Taylor Venanzi, CFP, owner and financial planner with Activate Wealth, says he typically encourages clients to opt for term life insurance instead of permanent or whole life insurance because it’s a more affordable option. “With term insurance the idea is that when that term runs out, say in 20 or 30 years, you don’t have debt anymore such as a mortgage,” Venanzi said.

For example, a healthy 30-year-old can get a $250,000 20-year level term policy for about $15 a month. That means if you purchase that policy and pay $15 a month every month, your loved ones (or the person you name as a beneficiary) will receive $250,000 if you were to die during the 20-year period.

Use an online calculator

The easiest way to determine how much life insurance you may need is to look at your yearly income before taxes and multiply that number by 10. So if you make $75,000 a year, purchasing $750,000 in life insurance could be a good fit, depending on how much money your spouse and children will need to live on once you are gone.

But depending on the particulars of your life – whether you have a mortgage, are intent on paying for college for your kids, etc. – you can get a more accurate assessment of your needs by taking the time to run a calculation. Here’s my easy-to-use calculator for that purpose.

Disability Coverage

Then there’s disability coverage, which will step in to cover a portion of your salary if you’re unable to work. Importantly, although single individuals with no dependents, disability insurance is even more key for them.

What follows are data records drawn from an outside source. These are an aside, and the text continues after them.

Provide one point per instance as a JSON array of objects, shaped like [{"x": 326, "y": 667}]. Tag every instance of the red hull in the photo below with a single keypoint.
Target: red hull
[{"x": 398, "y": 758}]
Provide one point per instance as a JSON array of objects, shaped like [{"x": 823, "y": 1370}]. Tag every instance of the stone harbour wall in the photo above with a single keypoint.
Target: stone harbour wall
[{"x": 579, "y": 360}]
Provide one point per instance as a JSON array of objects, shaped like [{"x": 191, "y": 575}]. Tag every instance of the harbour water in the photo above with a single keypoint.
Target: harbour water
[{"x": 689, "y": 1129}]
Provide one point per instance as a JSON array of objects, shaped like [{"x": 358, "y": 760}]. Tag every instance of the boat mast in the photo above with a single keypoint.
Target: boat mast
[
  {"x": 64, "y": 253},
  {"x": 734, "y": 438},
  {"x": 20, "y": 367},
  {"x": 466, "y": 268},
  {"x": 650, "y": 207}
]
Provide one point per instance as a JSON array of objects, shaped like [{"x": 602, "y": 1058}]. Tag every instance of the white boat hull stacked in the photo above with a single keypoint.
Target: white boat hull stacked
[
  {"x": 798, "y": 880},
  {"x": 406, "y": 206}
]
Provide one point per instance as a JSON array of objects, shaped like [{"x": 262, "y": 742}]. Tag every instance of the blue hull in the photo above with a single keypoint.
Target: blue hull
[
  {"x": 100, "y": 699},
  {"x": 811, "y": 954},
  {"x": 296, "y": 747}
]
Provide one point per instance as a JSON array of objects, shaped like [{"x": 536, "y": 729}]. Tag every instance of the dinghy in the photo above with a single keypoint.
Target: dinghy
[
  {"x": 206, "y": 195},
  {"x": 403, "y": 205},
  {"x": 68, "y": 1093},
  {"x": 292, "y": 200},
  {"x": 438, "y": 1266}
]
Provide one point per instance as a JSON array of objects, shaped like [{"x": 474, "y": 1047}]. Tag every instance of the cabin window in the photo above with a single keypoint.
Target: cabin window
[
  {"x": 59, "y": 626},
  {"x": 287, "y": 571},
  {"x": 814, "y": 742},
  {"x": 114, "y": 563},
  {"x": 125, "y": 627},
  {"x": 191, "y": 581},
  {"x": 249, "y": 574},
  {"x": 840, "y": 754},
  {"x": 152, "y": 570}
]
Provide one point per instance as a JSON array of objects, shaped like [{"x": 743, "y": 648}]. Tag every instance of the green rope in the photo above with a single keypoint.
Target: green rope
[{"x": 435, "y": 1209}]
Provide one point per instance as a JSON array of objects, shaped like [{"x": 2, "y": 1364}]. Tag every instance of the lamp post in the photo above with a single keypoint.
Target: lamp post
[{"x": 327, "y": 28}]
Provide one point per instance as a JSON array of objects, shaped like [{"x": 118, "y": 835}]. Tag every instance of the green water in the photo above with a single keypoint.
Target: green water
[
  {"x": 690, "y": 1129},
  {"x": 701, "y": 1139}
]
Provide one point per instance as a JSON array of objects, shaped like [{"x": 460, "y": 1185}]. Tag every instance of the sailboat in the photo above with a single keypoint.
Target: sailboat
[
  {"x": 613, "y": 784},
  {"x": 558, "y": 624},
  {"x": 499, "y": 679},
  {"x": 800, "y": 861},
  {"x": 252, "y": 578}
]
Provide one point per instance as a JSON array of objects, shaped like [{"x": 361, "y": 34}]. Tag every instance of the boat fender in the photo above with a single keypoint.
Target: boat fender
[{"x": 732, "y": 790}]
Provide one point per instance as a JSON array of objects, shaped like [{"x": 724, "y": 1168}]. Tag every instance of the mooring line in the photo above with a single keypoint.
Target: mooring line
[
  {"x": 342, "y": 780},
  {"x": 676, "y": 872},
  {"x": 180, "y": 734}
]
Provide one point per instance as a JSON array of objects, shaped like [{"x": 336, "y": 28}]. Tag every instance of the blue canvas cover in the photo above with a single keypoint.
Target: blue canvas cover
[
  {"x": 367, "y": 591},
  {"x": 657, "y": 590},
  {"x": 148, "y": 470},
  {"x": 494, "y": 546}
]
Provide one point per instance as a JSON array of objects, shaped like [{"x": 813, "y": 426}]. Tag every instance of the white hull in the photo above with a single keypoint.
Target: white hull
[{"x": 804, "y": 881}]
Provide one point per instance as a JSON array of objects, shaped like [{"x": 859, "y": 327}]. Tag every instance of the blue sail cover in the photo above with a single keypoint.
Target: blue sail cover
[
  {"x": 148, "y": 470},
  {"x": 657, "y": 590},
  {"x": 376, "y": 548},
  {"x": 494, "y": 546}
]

Why? Because there is no other earner (or potential earner) in the family to fill the income void.

The problem with disability coverage is that it can be expensive. Group disability – offered as a company benefit – is affordable and the way to go if possible. If your company offers this benefit and you aren’t already taking advantage of it, make sure you sign up through your next annual insurance enrollment at work.

If you’re self-employed, here’s a guide to six disability insurers to help determine a plan that might work best for you. Note, even if you can’t afford to replace a full 60% of your salary, this is one of those instances where some insurance is better than no insurance.

“I saw how valuable this insurance can be when a client of mine was permanently disabled,” says Noah Damsky, founder of Marina Wealth Advisors in Los Angeles. “[She] was able to support herself and maintain independence as a result of her long-term disability insurance.”